ANCHORAGE Faced with a slate of political novices, U.S. Rep. Don Young easily secured a 15th term as Alaska's only member of the U.S. House of Representatives.
With nearly 80 percent of precincts reporting in Tuesday's general election, Young had more than 70 percent of the vote. Democratic rival Clifford Greene of Juneau had 17 percent.
Greene was followed by Alaska Green Party candidate Anna Young with 8 percent, Alaskan Independence Party candidate Jim Dore with 3 percent and Libertarian Party candidate Len Karpinski with 2 percent.
Greene did better in Juneau, winning about 25 percent of the vote. Don Young got 57 percent, Annna Young 12 percent, Dore 3 percent and Karpinksi 1.6 percent.
Greene ran on a platform that included national health care, affordable housing and a revision of the War Powers Act. He said he was disappointed and probably won't run again.

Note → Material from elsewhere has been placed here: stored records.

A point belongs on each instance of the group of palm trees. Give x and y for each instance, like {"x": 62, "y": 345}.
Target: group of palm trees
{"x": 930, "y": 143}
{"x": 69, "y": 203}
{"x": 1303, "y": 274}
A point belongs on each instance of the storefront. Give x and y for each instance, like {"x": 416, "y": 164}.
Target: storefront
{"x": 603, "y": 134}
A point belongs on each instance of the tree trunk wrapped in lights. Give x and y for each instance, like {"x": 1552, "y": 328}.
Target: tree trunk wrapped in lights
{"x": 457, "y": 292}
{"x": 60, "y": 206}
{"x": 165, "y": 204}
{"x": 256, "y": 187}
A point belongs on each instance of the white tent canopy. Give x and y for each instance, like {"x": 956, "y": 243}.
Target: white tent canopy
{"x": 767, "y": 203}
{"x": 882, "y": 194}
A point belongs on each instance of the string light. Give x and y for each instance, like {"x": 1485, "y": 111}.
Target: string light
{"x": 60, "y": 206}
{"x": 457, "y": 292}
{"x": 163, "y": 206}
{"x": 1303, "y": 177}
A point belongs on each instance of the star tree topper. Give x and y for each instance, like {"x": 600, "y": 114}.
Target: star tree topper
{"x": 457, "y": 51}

"I knew it would be a long shot but I thought I could gather momentum as the campaign went on," he said. "I think this is the end of the road for me in politics."
Winning by a wide margin is not unusual for Young. In 1998, he won with 63 percent of the vote against Democratic rival state Sen. Jim Duncan of Juneau. Two years before that, Young got nearly 60 percent of the vote against the Democratic challenger, state Sen. Georgianna Lincoln of Rampart.

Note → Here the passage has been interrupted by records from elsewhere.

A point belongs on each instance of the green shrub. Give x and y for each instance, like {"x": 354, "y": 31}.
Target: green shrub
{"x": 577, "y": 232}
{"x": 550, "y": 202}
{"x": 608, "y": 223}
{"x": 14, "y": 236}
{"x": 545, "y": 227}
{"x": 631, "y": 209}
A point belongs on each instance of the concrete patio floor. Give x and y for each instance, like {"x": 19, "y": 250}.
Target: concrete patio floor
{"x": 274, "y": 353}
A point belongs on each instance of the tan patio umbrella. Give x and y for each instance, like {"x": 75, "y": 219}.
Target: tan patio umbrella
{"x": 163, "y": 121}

"Frankly, I'm not surprised but I'm very pleased and I'm very happy," Young said after learning of his victory.
Steve Hansen, a Young spokesman, said this election shows that Alaskans remember what Young has done for them and believe he will continue to deliver in the future.
"It is always good when you get a very solid majority of the vote especially when you have a diverse party of candidates," Hansen said. "He is ratified by this strong support."

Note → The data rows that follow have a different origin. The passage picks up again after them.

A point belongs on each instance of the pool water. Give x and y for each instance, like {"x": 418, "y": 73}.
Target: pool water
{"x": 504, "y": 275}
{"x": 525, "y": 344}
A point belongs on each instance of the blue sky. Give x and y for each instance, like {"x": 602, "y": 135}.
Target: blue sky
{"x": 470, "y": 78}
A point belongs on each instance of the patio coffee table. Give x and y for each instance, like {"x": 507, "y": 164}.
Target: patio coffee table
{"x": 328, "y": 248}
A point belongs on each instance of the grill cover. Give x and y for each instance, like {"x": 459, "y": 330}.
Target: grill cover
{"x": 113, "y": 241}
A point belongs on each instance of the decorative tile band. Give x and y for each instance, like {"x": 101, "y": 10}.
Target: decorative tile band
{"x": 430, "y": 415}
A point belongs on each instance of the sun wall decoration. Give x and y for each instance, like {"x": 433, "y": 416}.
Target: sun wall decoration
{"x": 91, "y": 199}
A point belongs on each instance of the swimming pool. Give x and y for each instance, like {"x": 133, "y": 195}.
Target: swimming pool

Young, 67, received nearly three times as many votes in the primary as his Democratic opponent, a 46-year-old unemployed paralegal who lived in Ketchikan at the time. Green, who never has held elective office, received 33 percent of the vote in August's open primary, which didn't include Republican candidates.
With Republicans maintaining control of the U.S. House, Young's prospects of heading its Committee on Transportation and Infrastructure looked good.
"They know I'm a good chairman," he said.
Young, the 16th highest ranking member of the House, is stepping down as chairman of the House Resources Committee.
Greene received no money from the state Democratic Party and spent a few hundred dollars on his campaign. Young had about $1 million at his disposal.